A Terrific Post-doc Opportunity to Learn Bioinformatics

A Terrific Post-doc Opportunity to Learn Bioinformatics


Here is a great opportunity to learn cutting-edge algorithms in bioinformatics. Heng Li, who developed several popular NGS bioinformatics programs like Samtools, BWA and Minimap, is moving to Dana Farber Cancer Institute. He is hiring new post-docs to work with him.

I always find Heng Li’s programs and papers very elegant. During his time at Broad Institute, he wrote a number of single author papers on new bioinformatics algorithms. I read each of them several times and found them thought-provoking. Also, I often go through his github account to know what he is current working on. In addition to his popular programs, his github account has many efficient libraries (e.g. klib) that others can use as the starting point.

I asked Heng Li about what he plans to work on at Dana Farber, and he pointed me to his NIH proposal titled Advanced Computational Methods in Analyzing High-throughput Sequencing Data. The abstract is posted below -

“Sequencing technologies have become an essential tool to the study of human evolution, to the understanding of the genetic bases of diseases and to the clinical detection and treatment of genetic disorders. Computational algorithms are indispensible to the analysis of large-scale sequencing data and have received broad attention. However, developed several years ago, many mainstream software packages for sequence alignment, assembly and variant calling have gradually lagged behind the rapid development of sequencing technologies.
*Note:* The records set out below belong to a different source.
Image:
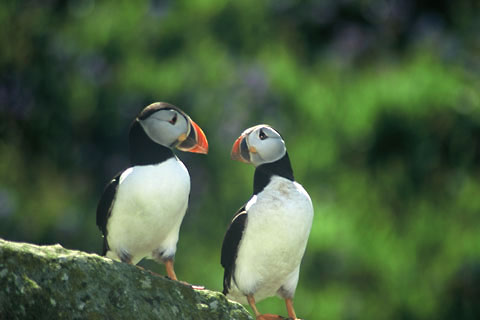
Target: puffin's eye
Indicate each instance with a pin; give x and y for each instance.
(174, 119)
(262, 135)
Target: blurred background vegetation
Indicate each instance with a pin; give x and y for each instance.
(378, 101)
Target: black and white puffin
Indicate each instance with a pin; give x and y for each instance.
(142, 208)
(266, 240)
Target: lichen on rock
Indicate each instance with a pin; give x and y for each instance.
(51, 282)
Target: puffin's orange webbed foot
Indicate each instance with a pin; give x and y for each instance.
(270, 317)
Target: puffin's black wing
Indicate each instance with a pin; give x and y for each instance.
(104, 208)
(230, 246)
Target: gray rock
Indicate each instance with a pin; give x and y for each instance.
(51, 282)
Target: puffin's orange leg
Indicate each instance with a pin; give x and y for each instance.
(170, 271)
(258, 315)
(290, 310)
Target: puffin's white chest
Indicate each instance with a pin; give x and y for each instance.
(275, 237)
(149, 207)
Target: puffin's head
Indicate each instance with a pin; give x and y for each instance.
(258, 145)
(169, 126)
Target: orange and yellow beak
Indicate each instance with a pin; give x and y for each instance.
(196, 141)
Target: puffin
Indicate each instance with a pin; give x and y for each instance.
(142, 207)
(266, 240)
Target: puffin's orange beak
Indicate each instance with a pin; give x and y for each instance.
(240, 150)
(196, 140)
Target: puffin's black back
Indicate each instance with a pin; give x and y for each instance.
(264, 172)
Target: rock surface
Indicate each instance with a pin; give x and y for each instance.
(50, 282)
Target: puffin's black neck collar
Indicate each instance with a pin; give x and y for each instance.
(143, 151)
(264, 172)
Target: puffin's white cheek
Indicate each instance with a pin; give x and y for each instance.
(271, 150)
(161, 132)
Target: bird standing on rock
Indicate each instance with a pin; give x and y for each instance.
(142, 208)
(266, 240)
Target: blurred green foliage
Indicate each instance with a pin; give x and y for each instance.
(378, 101)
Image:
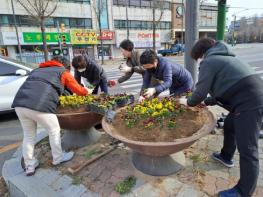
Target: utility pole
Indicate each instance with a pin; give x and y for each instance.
(191, 35)
(127, 20)
(233, 33)
(182, 37)
(221, 20)
(59, 37)
(17, 36)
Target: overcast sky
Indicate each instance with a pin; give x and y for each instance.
(240, 6)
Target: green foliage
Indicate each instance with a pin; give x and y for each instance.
(125, 186)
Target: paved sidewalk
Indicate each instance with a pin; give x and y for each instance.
(200, 177)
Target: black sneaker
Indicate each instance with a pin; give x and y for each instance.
(218, 157)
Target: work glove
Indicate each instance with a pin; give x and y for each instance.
(90, 90)
(210, 101)
(183, 101)
(125, 69)
(112, 83)
(141, 98)
(149, 92)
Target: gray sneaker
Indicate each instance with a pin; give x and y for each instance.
(65, 157)
(31, 169)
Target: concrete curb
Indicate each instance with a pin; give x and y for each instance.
(46, 182)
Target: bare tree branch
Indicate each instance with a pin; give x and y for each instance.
(40, 10)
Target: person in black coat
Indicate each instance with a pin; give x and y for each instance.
(173, 76)
(235, 86)
(87, 68)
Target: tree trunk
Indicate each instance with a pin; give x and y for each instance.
(101, 46)
(44, 39)
(101, 41)
(154, 29)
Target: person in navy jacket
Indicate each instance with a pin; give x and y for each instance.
(172, 76)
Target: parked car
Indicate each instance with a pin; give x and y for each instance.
(12, 76)
(174, 50)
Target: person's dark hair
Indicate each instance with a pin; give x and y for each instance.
(201, 47)
(148, 57)
(76, 60)
(62, 60)
(127, 45)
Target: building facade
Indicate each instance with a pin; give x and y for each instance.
(207, 20)
(120, 19)
(80, 18)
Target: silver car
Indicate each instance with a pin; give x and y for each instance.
(12, 76)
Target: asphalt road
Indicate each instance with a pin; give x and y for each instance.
(10, 129)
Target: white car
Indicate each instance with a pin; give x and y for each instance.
(12, 76)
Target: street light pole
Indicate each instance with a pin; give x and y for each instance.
(221, 20)
(17, 36)
(234, 25)
(191, 35)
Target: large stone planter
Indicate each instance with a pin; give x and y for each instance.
(154, 157)
(79, 129)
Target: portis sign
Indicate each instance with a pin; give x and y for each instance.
(106, 35)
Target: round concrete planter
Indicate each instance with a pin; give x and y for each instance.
(79, 130)
(154, 157)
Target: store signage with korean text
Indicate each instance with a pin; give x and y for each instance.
(9, 38)
(83, 36)
(106, 35)
(36, 37)
(141, 39)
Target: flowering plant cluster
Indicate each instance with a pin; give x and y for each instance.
(100, 103)
(152, 113)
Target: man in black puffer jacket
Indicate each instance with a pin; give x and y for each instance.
(235, 86)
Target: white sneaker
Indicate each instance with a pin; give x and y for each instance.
(31, 169)
(65, 157)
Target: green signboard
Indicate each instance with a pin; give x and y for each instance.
(36, 37)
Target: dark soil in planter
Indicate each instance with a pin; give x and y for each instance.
(187, 124)
(66, 110)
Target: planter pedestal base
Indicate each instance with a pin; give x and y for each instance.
(79, 138)
(157, 166)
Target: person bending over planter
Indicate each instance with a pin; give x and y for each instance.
(173, 76)
(36, 102)
(235, 86)
(133, 64)
(91, 71)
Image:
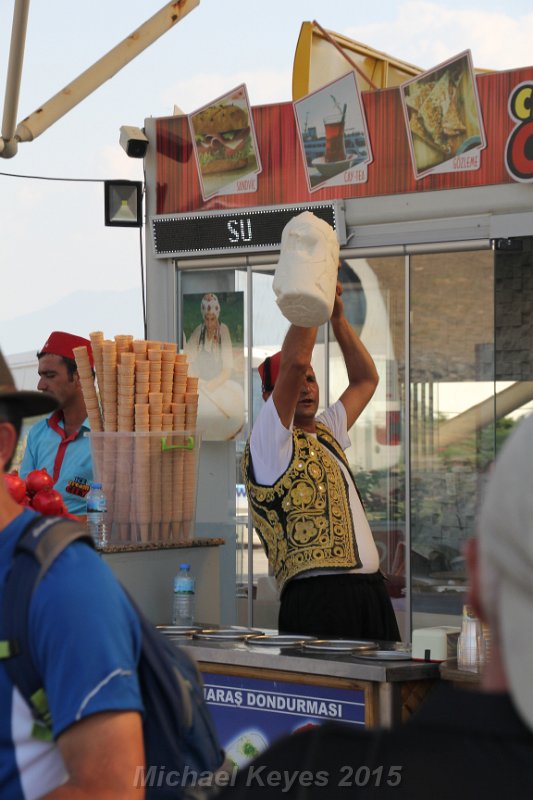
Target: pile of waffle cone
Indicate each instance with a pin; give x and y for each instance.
(143, 414)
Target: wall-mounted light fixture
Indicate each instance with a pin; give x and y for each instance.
(123, 203)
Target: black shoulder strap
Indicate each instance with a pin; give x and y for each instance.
(39, 544)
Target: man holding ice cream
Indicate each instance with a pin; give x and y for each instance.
(304, 501)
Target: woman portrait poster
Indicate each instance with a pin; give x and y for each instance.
(213, 333)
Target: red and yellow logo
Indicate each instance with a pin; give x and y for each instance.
(519, 148)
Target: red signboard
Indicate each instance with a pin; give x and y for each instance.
(284, 181)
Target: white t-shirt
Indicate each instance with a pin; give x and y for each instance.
(271, 449)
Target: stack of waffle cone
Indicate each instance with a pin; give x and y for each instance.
(85, 373)
(149, 479)
(189, 466)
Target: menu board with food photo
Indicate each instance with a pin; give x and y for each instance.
(225, 145)
(333, 134)
(443, 118)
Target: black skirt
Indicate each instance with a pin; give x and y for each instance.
(348, 606)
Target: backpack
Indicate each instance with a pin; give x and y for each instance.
(181, 745)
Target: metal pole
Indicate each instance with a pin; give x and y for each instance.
(82, 86)
(14, 70)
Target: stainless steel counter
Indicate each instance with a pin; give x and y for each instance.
(392, 689)
(338, 665)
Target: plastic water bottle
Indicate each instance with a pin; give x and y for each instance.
(184, 589)
(96, 514)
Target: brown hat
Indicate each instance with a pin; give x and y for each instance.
(29, 403)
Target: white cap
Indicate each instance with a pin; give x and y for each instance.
(505, 533)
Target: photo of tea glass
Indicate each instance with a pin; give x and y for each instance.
(333, 133)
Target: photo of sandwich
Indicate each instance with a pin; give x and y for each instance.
(224, 141)
(222, 136)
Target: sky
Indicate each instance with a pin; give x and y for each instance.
(61, 267)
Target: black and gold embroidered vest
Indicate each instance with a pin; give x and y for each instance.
(304, 520)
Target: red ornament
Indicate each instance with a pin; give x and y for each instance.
(16, 486)
(37, 480)
(48, 502)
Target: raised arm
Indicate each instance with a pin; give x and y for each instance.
(296, 355)
(362, 373)
(104, 758)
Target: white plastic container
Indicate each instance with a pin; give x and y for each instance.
(306, 274)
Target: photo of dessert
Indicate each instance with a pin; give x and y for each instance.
(442, 114)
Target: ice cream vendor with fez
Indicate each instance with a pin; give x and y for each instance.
(58, 443)
(304, 500)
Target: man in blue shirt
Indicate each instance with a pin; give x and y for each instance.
(85, 642)
(59, 443)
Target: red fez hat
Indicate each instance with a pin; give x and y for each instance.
(269, 371)
(62, 344)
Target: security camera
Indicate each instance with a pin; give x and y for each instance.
(133, 141)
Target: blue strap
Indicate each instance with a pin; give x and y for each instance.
(39, 544)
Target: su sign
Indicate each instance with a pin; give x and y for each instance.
(519, 148)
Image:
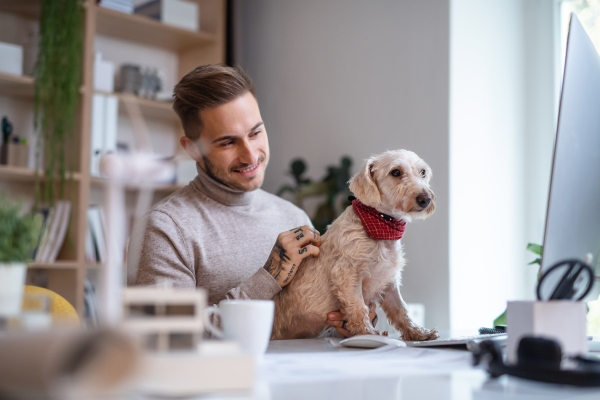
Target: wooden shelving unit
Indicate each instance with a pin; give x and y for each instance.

They are unable to process the latest long reads or assembled contigs, and will be outpaced by upcoming technologies in terms of throughput. The development of advanced algorithms is critical to the applications of sequencing technologies in the near future. This project will address this pressing need with four proposals: (1) developing a fast and accurate aligner that accelerates short-read alignment and can map megabase-long assemblies against large sequence collections of over 100 gigabases in size; (2) developing an integrated caller for small sequence variations that is faster to run, more sensitive to moderately longer insertions and more accessible to biologists without extended expertise in bioinformatics; (3) developing a generic variant filtering tool that uses a novel deep learning model to achieve human-level accuracy on identifying false positive calls; (4) developing a new de novo assembler that works with the latest nanopore reads of ~100 kilobases in length and may achieve good contiguity at low coverage. Upon completion, the proposed studies will dramatically reduce the computational cost of data processing in most research labs and commercial entities, and will enable the applications of long reads in genome assembly, in the study of structural variations and in cancer researches.”

In addition, he plans to continue collaborating with Sunney Xie et al. on single-cell genomics, including single-cell Hi-C and single-cell SNV calling. Sequence graph is the other topic that interests him. If you enjoy working on those topics with him, feel free to send Heng Li an email. You will find his address in this paper.

Minimap2 and Future of BWA

Our readers may also find Heng’s blog titled “Minimap2 and the future of BWA” informative. He is planning to discontinue BWA-MEM, because Minimap2 works significantly better, especially for ultra-long noisy reads.